The Watts Church Crawl (Part the Twelfth) Great Portland Street

Beginning life as “Portland Road” in 1863, part of that first stretch of tube, the current station’s structure was built as a traffic island in 1930 and is registered as a building of National Significance. It became a listed building in 1987. There is a subtle irony that part of the station was built as a car showroom (this part of London was the major sales location for automobiles).
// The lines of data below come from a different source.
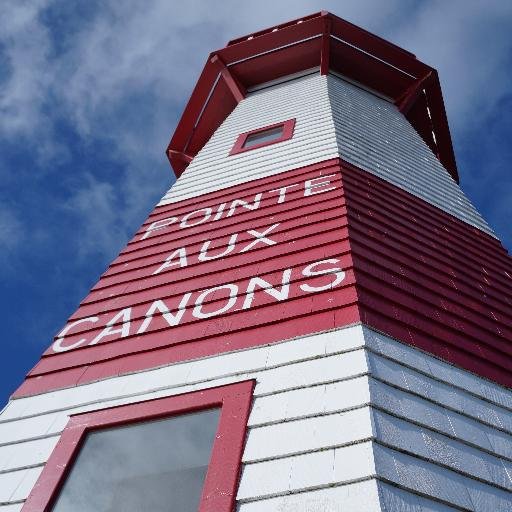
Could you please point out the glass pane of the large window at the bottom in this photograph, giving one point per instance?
(153, 466)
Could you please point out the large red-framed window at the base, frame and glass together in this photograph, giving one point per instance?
(179, 453)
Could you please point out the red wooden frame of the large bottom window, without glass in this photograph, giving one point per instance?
(221, 481)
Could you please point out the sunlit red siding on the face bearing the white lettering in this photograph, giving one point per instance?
(310, 228)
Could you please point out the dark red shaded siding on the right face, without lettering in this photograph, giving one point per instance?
(428, 279)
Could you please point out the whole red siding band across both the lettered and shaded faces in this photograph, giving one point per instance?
(412, 271)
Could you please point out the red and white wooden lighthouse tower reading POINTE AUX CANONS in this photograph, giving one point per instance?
(313, 318)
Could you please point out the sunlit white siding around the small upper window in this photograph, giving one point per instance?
(306, 99)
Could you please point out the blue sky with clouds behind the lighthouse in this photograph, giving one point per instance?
(90, 92)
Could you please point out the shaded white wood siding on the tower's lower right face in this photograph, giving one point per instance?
(439, 431)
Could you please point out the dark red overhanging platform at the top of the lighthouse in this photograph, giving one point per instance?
(322, 42)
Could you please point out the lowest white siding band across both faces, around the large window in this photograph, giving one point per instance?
(339, 419)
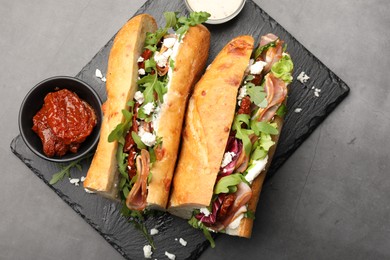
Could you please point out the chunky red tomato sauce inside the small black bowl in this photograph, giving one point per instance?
(63, 123)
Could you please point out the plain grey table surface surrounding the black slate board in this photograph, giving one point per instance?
(330, 200)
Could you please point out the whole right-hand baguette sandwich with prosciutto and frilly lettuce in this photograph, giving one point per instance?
(232, 125)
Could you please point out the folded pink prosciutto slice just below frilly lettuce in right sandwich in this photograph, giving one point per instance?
(276, 90)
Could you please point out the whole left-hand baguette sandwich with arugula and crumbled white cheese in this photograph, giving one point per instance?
(150, 74)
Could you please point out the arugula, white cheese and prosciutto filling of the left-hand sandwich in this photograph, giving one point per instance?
(139, 145)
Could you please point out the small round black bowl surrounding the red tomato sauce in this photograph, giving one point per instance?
(33, 102)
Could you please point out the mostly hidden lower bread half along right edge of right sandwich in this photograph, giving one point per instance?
(246, 224)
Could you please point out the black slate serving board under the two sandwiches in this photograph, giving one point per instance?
(104, 215)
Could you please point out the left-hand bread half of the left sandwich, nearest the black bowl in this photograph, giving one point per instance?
(122, 74)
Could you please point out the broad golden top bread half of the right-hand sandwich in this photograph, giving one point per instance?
(208, 120)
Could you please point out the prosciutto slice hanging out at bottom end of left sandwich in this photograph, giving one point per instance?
(136, 200)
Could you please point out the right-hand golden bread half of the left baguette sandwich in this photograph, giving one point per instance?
(189, 64)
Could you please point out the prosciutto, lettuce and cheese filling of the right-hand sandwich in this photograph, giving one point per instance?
(261, 97)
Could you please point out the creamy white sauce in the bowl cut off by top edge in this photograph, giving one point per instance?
(217, 9)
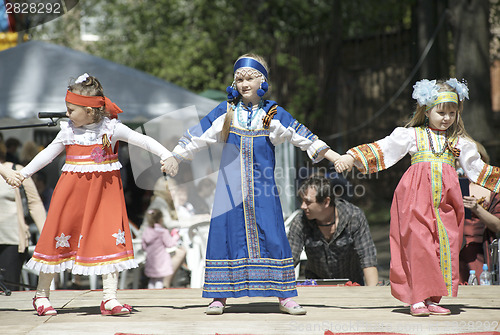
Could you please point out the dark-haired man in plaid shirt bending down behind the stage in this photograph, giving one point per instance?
(335, 235)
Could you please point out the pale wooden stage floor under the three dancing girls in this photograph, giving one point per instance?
(339, 309)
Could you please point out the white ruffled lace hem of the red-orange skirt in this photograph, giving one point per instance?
(82, 270)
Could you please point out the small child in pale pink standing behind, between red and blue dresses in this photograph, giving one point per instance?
(155, 241)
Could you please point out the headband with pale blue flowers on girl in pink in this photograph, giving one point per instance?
(426, 92)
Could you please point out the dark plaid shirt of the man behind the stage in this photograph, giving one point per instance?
(350, 250)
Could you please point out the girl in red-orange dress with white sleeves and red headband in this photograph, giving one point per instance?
(87, 228)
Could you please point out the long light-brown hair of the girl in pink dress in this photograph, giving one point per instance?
(457, 129)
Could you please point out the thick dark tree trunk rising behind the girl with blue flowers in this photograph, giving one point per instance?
(471, 35)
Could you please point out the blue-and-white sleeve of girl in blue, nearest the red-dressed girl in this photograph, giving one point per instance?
(202, 135)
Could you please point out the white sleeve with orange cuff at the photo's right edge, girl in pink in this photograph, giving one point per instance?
(475, 169)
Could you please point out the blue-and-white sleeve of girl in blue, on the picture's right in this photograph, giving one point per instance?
(284, 127)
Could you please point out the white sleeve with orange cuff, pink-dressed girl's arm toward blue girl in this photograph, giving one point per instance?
(384, 153)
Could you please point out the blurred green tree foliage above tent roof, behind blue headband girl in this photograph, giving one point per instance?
(194, 43)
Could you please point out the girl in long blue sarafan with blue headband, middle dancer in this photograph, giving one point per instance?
(248, 253)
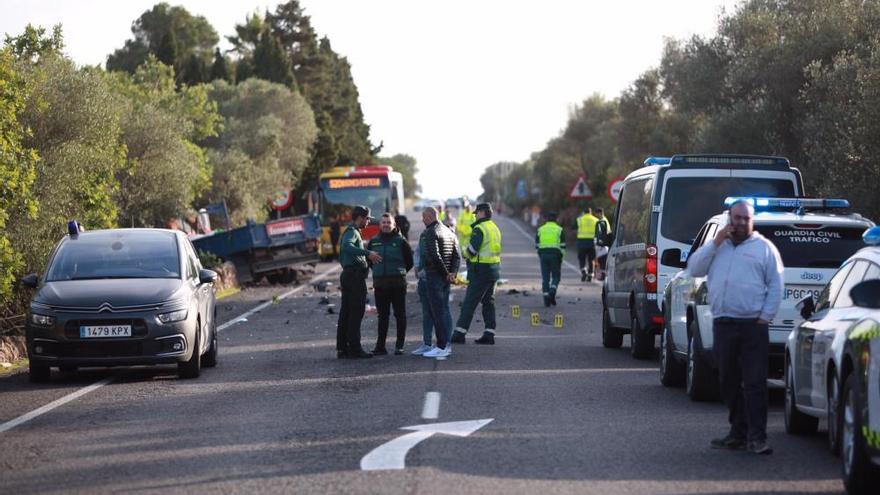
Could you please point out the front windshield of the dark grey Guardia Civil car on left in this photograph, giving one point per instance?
(116, 254)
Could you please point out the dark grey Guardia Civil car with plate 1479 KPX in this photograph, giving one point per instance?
(122, 297)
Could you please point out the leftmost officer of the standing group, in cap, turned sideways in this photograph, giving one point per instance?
(353, 282)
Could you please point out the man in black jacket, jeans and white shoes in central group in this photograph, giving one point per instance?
(439, 252)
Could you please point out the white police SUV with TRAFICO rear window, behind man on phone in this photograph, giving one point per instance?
(812, 241)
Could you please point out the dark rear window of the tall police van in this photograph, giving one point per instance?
(689, 201)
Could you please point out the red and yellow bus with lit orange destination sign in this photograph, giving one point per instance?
(378, 187)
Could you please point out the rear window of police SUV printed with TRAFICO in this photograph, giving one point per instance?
(813, 246)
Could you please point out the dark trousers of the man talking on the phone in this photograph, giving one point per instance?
(742, 353)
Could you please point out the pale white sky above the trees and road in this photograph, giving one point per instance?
(458, 84)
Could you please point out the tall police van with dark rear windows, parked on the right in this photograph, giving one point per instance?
(661, 208)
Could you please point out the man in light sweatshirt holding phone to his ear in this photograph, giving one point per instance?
(744, 276)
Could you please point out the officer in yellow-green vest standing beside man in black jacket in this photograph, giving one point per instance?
(484, 255)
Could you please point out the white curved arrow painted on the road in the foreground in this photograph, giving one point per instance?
(391, 455)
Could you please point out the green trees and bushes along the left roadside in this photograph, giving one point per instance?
(170, 125)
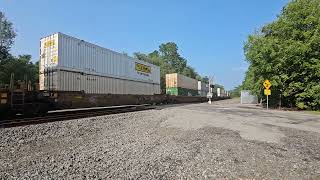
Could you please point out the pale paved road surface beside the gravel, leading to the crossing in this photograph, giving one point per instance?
(251, 121)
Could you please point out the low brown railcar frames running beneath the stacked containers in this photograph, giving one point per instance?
(34, 103)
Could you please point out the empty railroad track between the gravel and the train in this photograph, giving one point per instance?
(72, 114)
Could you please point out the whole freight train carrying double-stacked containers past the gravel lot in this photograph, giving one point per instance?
(77, 74)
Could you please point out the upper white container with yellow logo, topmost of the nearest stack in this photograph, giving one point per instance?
(60, 51)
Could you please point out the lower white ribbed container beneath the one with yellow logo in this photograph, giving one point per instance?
(61, 80)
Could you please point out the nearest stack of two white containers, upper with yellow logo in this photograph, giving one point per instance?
(71, 64)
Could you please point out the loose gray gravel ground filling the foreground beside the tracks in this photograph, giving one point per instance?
(145, 145)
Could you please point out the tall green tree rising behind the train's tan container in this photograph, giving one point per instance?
(170, 61)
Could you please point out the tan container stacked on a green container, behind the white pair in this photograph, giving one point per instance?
(179, 85)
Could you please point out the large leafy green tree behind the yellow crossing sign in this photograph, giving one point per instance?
(287, 52)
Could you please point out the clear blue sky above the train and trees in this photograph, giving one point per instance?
(210, 34)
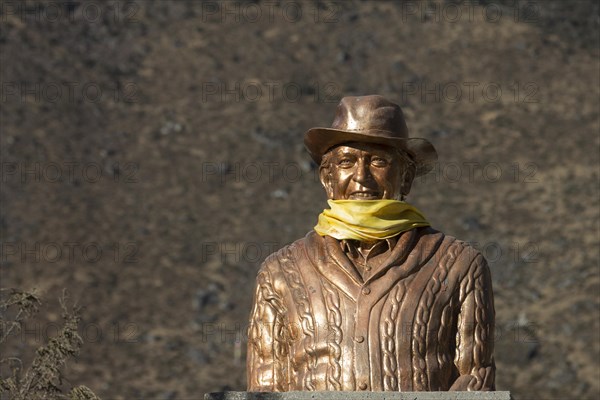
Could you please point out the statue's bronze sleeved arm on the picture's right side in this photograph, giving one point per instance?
(474, 357)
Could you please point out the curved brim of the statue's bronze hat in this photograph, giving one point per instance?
(319, 140)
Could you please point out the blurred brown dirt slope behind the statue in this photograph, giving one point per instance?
(152, 157)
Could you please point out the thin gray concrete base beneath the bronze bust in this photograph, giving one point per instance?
(359, 396)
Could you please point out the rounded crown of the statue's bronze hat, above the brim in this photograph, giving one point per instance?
(372, 113)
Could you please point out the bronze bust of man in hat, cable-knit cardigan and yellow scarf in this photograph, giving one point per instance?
(373, 299)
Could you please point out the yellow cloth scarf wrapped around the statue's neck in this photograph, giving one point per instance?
(368, 219)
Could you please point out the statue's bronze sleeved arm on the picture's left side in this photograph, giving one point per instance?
(267, 358)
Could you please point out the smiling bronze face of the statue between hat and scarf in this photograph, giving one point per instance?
(363, 171)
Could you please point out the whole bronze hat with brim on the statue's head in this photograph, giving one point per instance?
(371, 119)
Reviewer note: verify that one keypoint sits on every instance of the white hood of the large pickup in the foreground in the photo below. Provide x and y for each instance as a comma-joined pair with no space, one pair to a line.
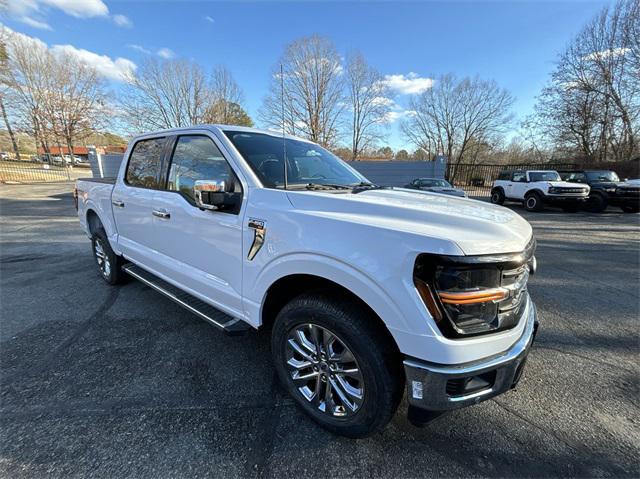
474,226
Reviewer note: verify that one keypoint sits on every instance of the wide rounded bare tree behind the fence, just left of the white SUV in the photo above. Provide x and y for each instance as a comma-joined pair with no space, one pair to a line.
458,117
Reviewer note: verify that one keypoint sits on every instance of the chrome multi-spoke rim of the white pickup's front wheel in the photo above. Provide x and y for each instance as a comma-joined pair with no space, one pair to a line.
324,370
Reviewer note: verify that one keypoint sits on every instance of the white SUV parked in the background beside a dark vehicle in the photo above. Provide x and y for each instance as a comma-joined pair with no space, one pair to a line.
535,188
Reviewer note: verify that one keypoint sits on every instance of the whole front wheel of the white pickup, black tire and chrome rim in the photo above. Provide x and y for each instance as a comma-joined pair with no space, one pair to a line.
338,366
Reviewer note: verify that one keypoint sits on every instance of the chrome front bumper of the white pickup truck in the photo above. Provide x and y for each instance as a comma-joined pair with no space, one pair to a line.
436,387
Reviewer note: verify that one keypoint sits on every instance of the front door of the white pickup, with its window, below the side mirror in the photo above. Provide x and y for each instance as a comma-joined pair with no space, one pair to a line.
200,249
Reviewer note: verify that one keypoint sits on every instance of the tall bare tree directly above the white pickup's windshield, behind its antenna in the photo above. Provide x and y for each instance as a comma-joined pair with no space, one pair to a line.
309,90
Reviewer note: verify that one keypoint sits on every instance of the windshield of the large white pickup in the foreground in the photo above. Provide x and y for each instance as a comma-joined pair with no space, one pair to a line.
307,163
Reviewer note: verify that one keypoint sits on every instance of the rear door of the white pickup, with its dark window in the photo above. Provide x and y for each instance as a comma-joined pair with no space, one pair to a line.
133,200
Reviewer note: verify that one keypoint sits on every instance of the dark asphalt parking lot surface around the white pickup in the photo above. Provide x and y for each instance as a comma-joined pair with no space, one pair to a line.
120,382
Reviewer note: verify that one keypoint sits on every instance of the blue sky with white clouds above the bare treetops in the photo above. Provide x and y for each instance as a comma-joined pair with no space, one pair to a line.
515,43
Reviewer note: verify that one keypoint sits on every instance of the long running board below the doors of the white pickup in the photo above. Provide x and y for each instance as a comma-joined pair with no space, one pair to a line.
211,315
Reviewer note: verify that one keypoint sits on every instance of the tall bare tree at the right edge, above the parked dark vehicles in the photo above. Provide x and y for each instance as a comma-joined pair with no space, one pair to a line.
591,106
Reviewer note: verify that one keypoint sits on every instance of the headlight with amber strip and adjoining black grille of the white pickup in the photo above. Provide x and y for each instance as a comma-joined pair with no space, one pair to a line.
473,296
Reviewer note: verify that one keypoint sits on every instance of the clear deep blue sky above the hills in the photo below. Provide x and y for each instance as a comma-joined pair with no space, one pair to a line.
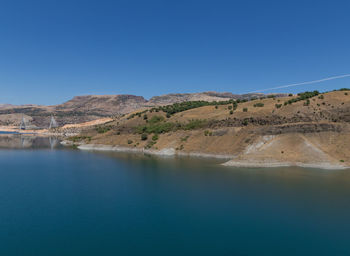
53,50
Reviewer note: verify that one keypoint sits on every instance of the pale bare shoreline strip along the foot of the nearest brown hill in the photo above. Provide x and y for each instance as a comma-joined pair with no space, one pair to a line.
232,162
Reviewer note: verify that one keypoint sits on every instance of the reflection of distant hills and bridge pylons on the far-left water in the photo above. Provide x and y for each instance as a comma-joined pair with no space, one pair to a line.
20,141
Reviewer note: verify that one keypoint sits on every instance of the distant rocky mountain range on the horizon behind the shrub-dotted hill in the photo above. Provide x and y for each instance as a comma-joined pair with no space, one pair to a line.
91,107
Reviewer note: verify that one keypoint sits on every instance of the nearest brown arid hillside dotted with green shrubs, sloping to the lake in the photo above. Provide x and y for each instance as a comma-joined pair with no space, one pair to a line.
309,129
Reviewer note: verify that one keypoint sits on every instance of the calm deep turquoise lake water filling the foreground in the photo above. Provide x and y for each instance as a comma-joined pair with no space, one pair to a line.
56,201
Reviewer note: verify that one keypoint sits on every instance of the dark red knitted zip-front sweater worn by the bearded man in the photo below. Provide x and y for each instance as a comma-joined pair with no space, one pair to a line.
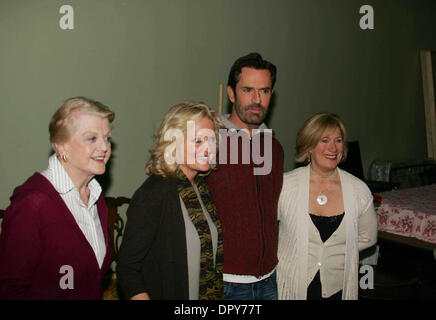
247,206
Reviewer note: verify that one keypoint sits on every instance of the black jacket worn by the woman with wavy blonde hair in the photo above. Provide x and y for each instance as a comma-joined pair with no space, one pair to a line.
153,254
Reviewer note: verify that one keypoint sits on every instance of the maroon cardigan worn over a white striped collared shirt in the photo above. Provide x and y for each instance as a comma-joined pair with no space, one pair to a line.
40,235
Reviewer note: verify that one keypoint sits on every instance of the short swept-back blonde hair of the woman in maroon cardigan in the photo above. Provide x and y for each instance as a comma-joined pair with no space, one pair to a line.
60,126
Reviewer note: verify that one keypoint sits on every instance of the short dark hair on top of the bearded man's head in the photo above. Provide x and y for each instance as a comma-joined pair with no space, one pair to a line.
251,60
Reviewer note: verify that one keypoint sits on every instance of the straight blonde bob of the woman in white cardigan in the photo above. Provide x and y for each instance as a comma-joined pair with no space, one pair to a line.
311,133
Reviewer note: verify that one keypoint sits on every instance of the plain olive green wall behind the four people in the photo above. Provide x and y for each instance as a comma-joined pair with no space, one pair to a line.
140,57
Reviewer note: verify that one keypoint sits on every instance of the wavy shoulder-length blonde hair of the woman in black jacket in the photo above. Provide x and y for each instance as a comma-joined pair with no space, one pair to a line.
177,118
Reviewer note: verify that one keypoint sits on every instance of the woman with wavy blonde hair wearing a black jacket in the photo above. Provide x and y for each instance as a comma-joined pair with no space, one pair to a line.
172,246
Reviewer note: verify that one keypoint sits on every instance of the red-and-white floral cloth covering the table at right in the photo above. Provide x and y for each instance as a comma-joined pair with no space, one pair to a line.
408,212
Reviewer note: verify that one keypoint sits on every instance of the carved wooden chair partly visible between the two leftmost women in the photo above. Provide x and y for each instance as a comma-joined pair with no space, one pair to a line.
115,223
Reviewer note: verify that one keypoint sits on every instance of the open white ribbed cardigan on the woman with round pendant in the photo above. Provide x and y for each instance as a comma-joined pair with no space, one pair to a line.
293,213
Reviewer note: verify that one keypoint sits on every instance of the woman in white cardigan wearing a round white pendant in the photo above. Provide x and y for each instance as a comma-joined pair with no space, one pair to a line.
326,217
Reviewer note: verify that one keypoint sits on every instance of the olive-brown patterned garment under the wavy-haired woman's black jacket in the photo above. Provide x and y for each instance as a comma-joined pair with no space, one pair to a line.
211,277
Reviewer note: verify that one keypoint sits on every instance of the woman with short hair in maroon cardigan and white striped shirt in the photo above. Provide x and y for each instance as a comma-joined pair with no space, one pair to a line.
54,240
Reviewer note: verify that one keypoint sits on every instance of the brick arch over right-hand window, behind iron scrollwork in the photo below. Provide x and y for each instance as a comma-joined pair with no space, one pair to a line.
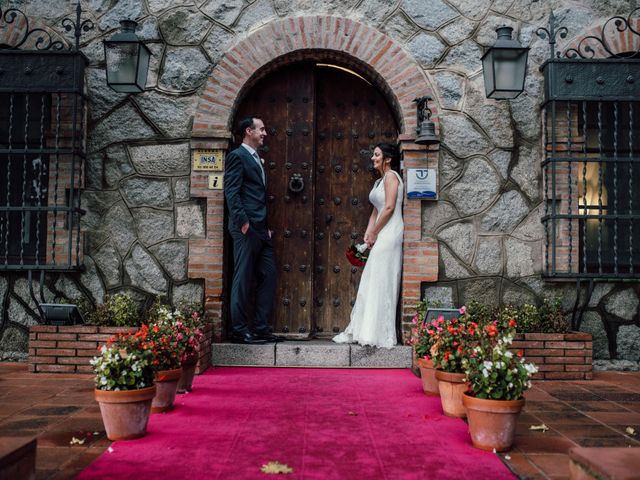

Very often you do not fully appreciate a building, until it is viewed from above, and Great Portland Street certainly comes under this bracket. Its has a very pleasing oval shape, steel framed and with a cream terracotta exterior, and many strange and interestingly shaped glass ceilings below the level of the slate roof.

St Marylebone

 

From Betjeman:

(St Mary) Parish Church
T. Hardwick, Junior, 1817. An expensive Corinthian church in Portland stone, whose portico and steeple terminate Nash’s stucco York Gate leading out of Regent’s Park. There are Corinthian side entrances and three vestibules and at the E. End two entrance projections set diagonally. The galleried interior was over-decorated in later Victorian times.

But Betjeman’s slightly scathing and unquestionably indifferent description does not quite tell the full story of this very important and well connected church.

There has been a church in this area since about 1200. The name comes from the Bourne, a nearby river which ran through what is now Regent’s Park. Over time St. Mary le Bourne became corrupted into St. Marylebone.

Probably due to its area, the church has a great many important and significant names associated with it, including Francis Bacon, whose marriage here in 1606 was immortalised by Hogarth in 1735. The architecture is accurate to the time (though how accurate the clergyman is, we leave to your own assessment).

Charles Wesley also: “During his last illness Charles Wesley sent for the Rector of St Marylebone, The Revd John Harley (of the family after whom Harley Street is named), and said: “Sir, whatever the world may say of me, I have lived, and I die, a member of the Church of England. I pray you to bury me in your churchyard.” He died on 29 March 1788 and his body was carried to St Marylebone Church by eight clergymen of the Church of England.” There is a pillar commemorating him nearby. Also the Lord Byron was baptised here and the Admiral Lord Nelson worshipped here. Lights of the world in their several generations. Do go and have a look at their very excellent website.

Our place of interest is very near to St. Marylebone, and is The Regent’s Park, including London Zoo; there are many fine vistas, and some architectural gems, as well as a great many connections with stage, screen and James Bond’s MI6 headquarters, “a tall, grey building by Regent’s Park”.